Credit growth to track system growth in FY27E; credit costs improve

* IIB reported 4QFY26 PAT of ~INR5.9b (vs. our profit estimate of INR1.2b), aided by lower opex and provisions.

* NII grew 43% YoY/dipped 4% QoQ to INR43.7b (largely in line). Its NIM improved 4bp QoQ to 3.39% (adj. NIM stood at 3.35% in 3QFY26).

* Other income grew 0.4% QoQ (up 142% YoY, 4% miss on MOFSLe). Opex declined 11% YoY/5% QoQ to INR37.9b. C/I ratio, thus, declined to 62.3% vs. 63.8% in 3QFY26. PPoP thus stood flat QoQ at INR22.9b (11% higher than MOFSLe).

* Provisions stood lower vs. our estimate at INR14.8b (down 29% QoQ/ 41% YoY decline), as slippages declined for most of the segment, including MFI.

* The loan book declined 8.4% YoY/0.5% QoQ to INR3.2t, amid a continued dip in the corporate book (down 16% YoY and 3% QoQ). While retail declined 4% YoY/up 1.1% QoQ, within retail, VF grew 4.5% YoY/1.7% QoQ, and consumer banking stood flat QoQ (up 6.7% YoY).

* The deposit book grew 1.6% QoQ (down 2.7% YoY), amid the bank’s focus on de-bulking large bulk deposits. CASA book grew 4.9% QoQ (down 7% YoY), led by a spike in CA deposits due to seasonality (up 11.5% QoQ). Hence, the CASA ratio inched up to 31.2%.

* Fresh slippages declined 29% QoQ, led by improvement across segments (VF, MFI, and consumer). As a result, the provisions also experienced improvement. Asset quality ratios improved with GNPA/NNPA declining 13bp/4bp QoQ to 3.43%/1.00%. PCR was largely flat QoQ at 71.4%.

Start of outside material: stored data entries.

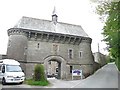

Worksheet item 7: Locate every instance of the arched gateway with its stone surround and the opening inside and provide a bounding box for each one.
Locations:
[44,56,66,79]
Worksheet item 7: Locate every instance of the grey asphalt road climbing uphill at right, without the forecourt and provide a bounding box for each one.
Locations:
[72,64,118,88]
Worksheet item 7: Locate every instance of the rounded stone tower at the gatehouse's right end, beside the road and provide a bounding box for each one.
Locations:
[80,38,94,77]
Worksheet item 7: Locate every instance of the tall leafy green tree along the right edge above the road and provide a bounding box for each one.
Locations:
[96,1,120,70]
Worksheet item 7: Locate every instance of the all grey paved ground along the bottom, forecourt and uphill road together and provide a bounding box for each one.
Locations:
[2,63,120,90]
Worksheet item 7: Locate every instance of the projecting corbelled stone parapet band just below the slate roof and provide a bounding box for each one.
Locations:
[8,28,92,45]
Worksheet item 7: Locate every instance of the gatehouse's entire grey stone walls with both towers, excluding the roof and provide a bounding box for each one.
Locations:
[7,28,94,79]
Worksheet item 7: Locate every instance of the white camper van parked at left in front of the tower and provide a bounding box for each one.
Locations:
[0,59,25,85]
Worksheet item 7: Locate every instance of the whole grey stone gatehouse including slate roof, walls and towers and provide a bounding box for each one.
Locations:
[7,12,94,79]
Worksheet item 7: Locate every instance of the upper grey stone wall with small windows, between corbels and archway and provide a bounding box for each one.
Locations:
[27,41,93,64]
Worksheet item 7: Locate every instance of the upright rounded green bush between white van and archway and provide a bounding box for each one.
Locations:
[34,64,47,81]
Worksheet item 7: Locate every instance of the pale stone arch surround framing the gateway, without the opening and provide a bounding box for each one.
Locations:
[44,56,66,79]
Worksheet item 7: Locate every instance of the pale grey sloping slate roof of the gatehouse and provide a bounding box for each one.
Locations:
[14,16,88,37]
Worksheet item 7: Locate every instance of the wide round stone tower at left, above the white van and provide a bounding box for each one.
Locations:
[7,28,28,61]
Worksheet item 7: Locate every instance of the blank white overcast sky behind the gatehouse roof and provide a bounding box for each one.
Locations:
[0,0,106,54]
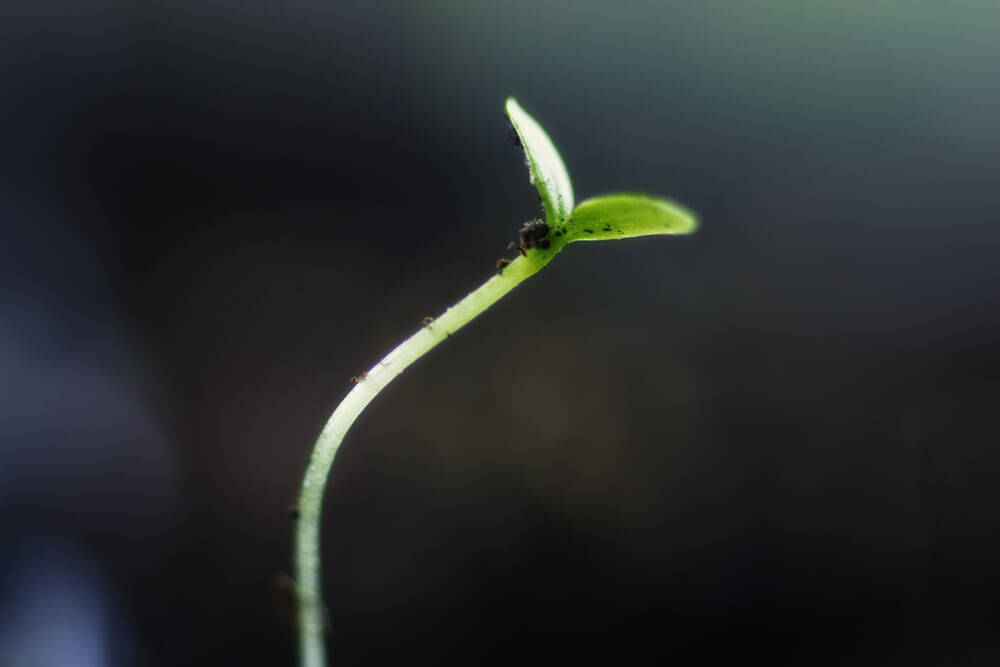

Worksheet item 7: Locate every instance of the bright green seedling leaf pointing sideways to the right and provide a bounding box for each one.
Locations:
[556,193,698,243]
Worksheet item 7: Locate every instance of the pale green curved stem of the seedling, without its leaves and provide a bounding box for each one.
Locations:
[295,243,562,667]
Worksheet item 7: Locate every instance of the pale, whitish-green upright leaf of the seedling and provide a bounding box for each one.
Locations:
[507,97,573,225]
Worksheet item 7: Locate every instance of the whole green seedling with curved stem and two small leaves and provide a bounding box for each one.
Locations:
[294,98,698,667]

Highlights from the management commentary

* The bank aims to align credit growth broadly with industry levels in FY27E. The industry credit growth is expected at ~13-14%.

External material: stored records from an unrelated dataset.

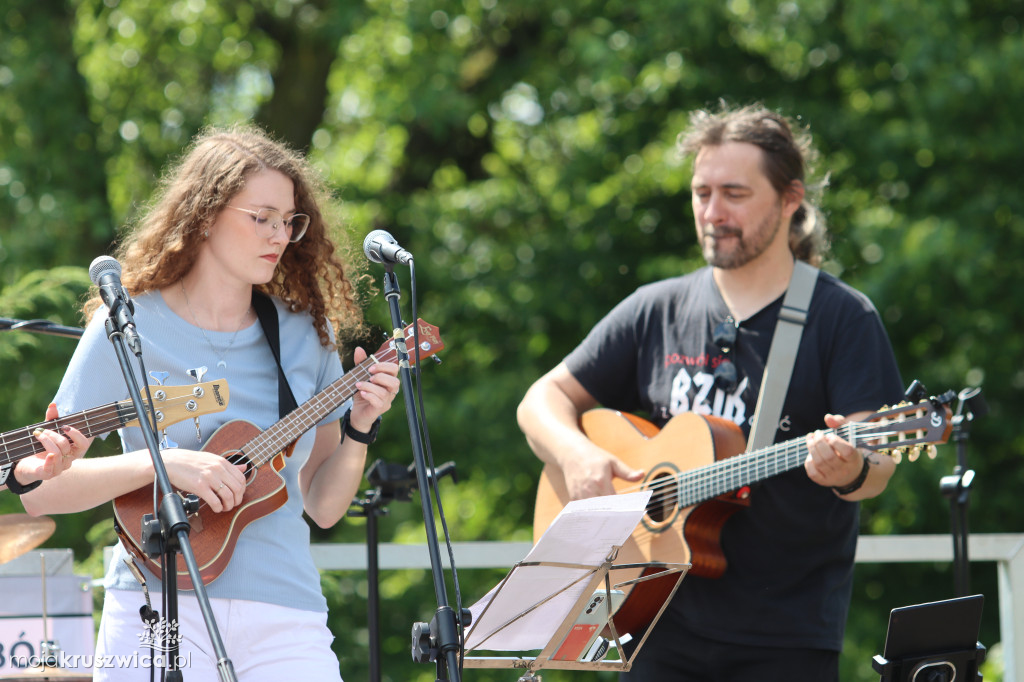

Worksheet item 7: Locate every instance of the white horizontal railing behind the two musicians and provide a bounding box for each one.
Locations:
[312,534,1024,682]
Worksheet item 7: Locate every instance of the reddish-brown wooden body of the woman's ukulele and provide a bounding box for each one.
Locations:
[114,420,292,590]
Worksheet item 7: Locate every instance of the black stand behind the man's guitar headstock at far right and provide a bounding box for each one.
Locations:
[939,388,988,597]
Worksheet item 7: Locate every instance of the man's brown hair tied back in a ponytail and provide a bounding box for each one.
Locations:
[677,101,828,266]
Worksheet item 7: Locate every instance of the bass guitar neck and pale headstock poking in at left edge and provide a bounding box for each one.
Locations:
[0,381,228,477]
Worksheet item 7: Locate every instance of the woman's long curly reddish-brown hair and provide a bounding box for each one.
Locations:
[82,124,361,347]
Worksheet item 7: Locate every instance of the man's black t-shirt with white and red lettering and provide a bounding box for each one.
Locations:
[565,267,903,650]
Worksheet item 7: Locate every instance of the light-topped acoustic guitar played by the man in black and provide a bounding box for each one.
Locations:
[534,399,952,633]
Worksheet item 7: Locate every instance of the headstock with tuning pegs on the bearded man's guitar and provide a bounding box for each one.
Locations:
[852,398,952,463]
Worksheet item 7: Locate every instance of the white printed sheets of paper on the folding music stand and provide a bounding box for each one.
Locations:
[466,491,651,651]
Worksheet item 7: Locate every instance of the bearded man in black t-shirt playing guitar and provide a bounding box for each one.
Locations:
[518,105,902,682]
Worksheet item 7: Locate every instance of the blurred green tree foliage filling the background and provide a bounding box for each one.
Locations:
[0,0,1024,680]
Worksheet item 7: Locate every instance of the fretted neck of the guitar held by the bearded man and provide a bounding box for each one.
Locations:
[677,425,855,507]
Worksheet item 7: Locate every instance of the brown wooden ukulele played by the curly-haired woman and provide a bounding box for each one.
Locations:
[114,319,444,590]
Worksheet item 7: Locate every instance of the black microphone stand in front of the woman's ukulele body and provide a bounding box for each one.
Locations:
[98,311,238,682]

* Management aims to improve RoA to 1% by the end of FY27, led by NIM, improvement in fee income, and optimization in the balance sheet.

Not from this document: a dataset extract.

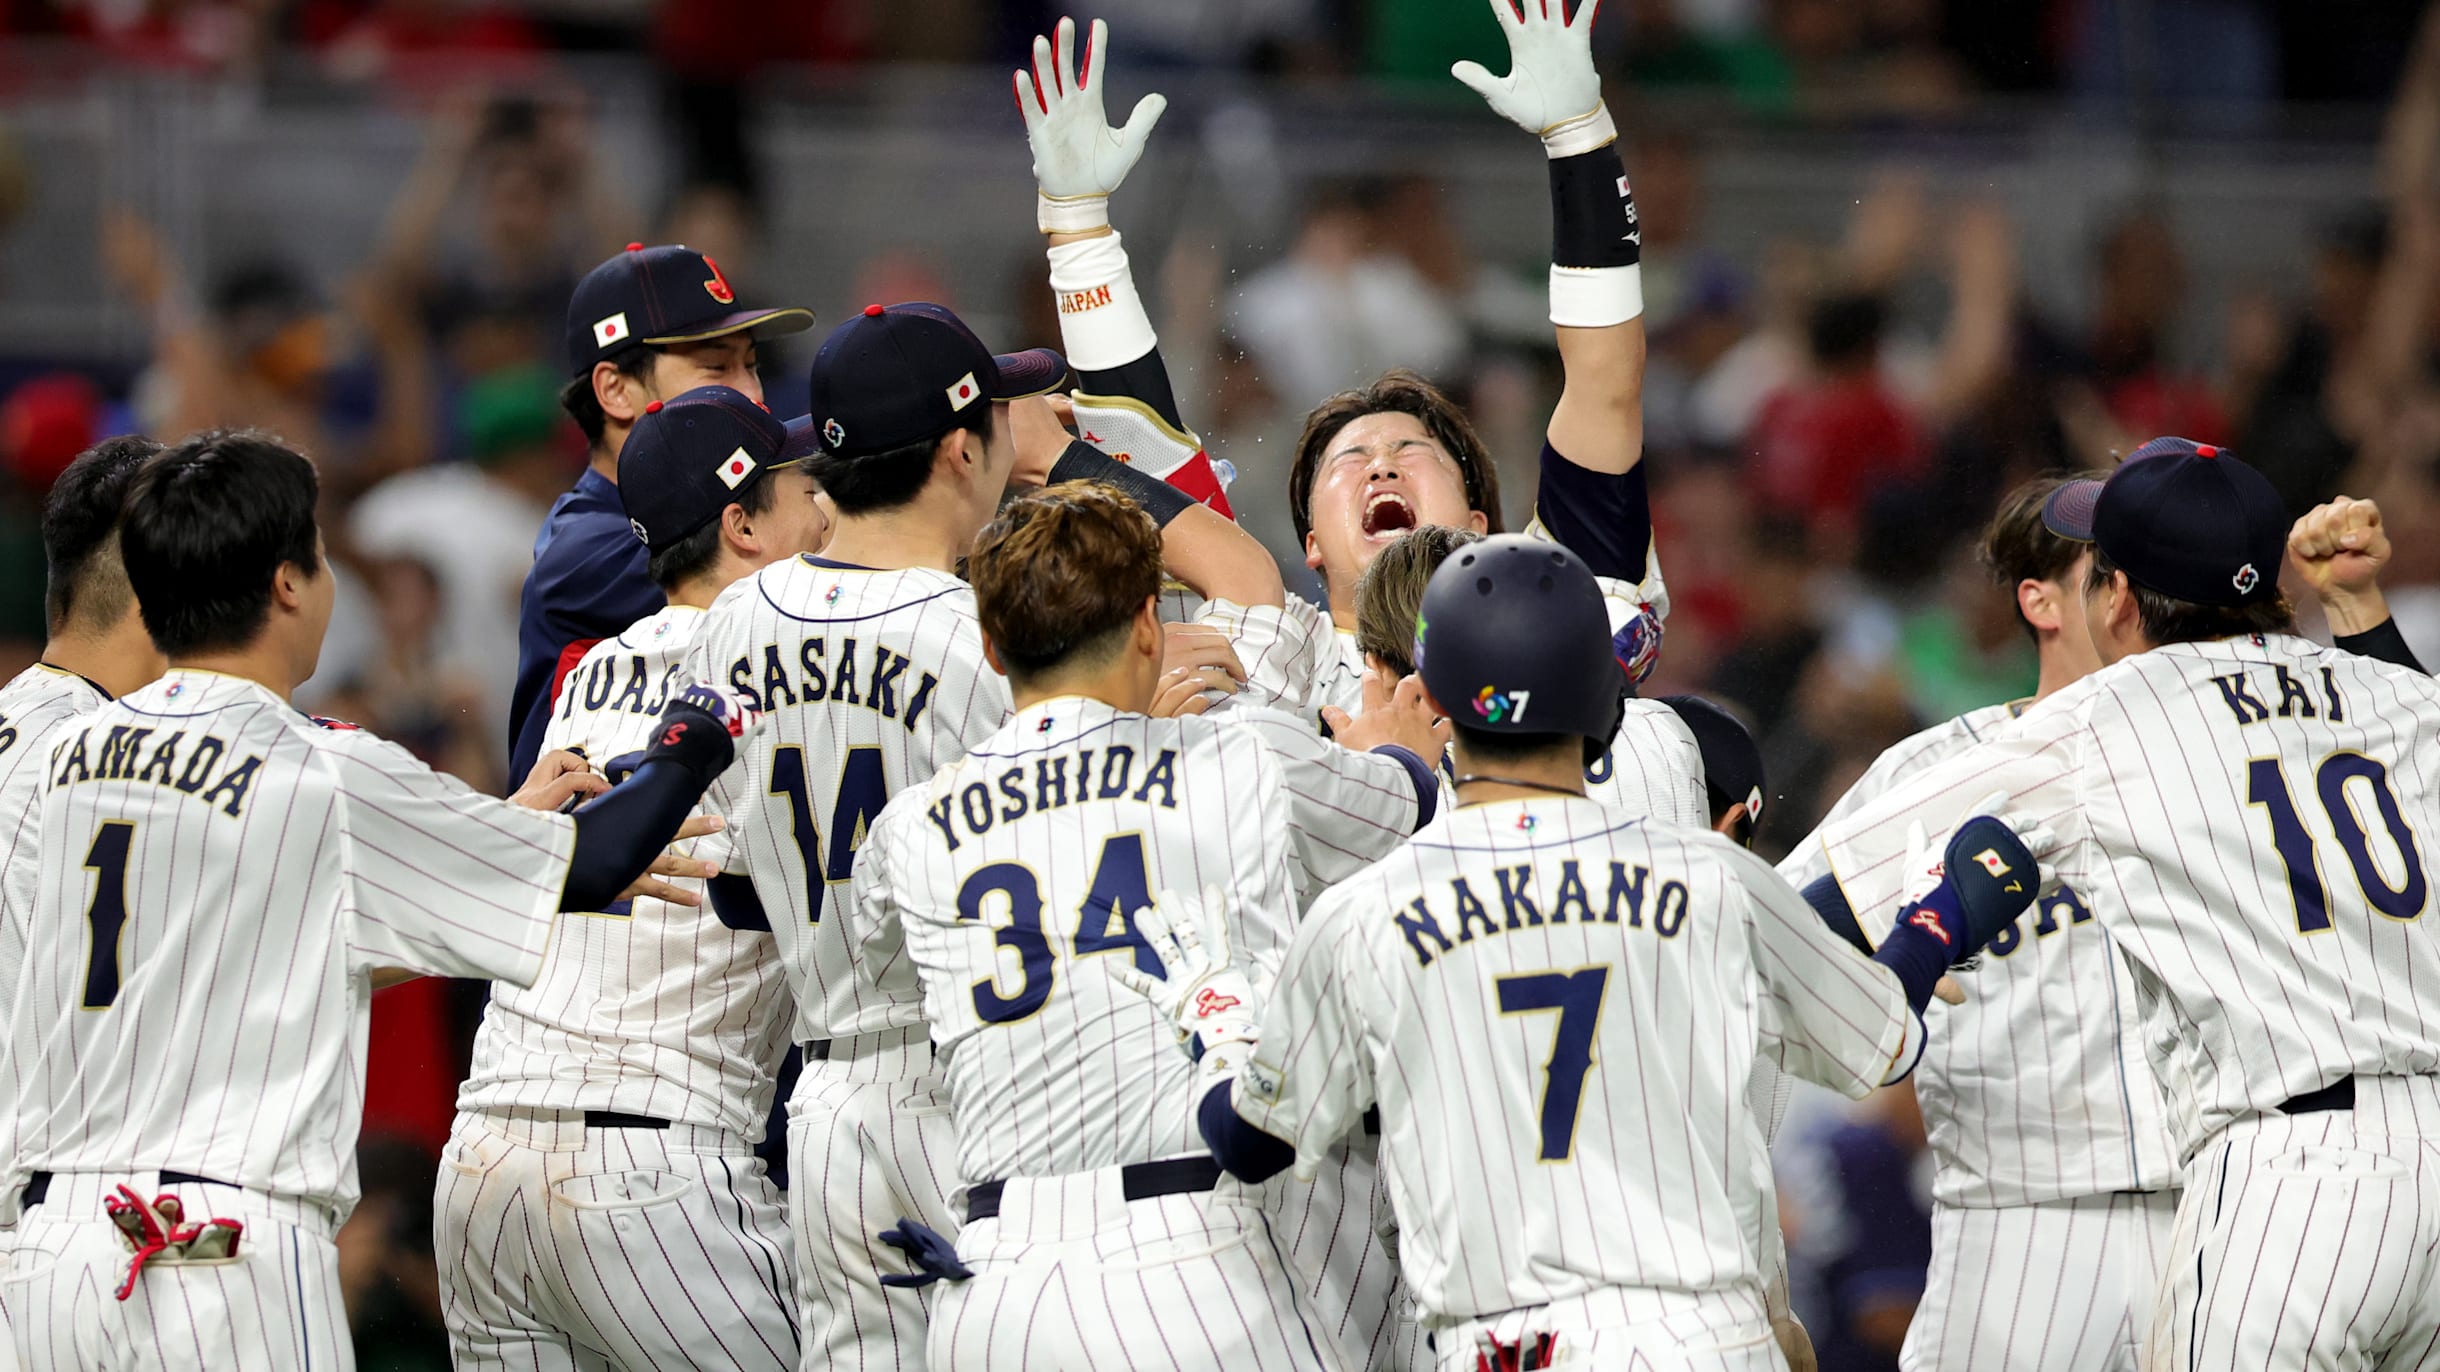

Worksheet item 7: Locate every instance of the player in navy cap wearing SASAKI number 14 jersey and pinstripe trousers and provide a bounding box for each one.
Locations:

* The focus on the mid-market segment is increasing; wholesale growth will be driven more by the mid-market, while large corporate exposure has seen some dip.

* Liability-side repricing is largely complete, though CASA franchise improvement is still underway. An improvement in CASA mix should support a reduction in deposit costs going forward.

Valuation and view

IIB reported a decent quarter, supported by stronger NII and sharply lower-thanexpected provisions, driven by improvement in slippages across segments. Consequently, RoA improved to 0.45% from 0.1% in 3QFY26, with the bank targeting an exit RoA of ~1% by the end of FY27E. Other income remained subdued due to modest fee and treasury income, while opex declined QoQ. NIMs expanded 4bp QoQ to 3.39% (adjusted for one-offs in 3Q). Business growth was modest, reflecting debulking of the corporate book and a strategic shift towards the mid-market segment. Deposit growth was fueled by CASA, resulting in a decline in the CD ratio to 79%. The reduction in slippages was broad-based, leading to lower provisions in 4Q versus expectations. The bank expects loan growth to broadly track industry growth in FY27, with potential to outpace the industry in FY28. We raise our earnings by 14%/18% for FY27/28E and project IIB’s RoA/RoE at 0.7%/5.6% for FY27E. Reiterate Neutral with a TP of INR950 (premised on 1.1x Sep’27E ABV).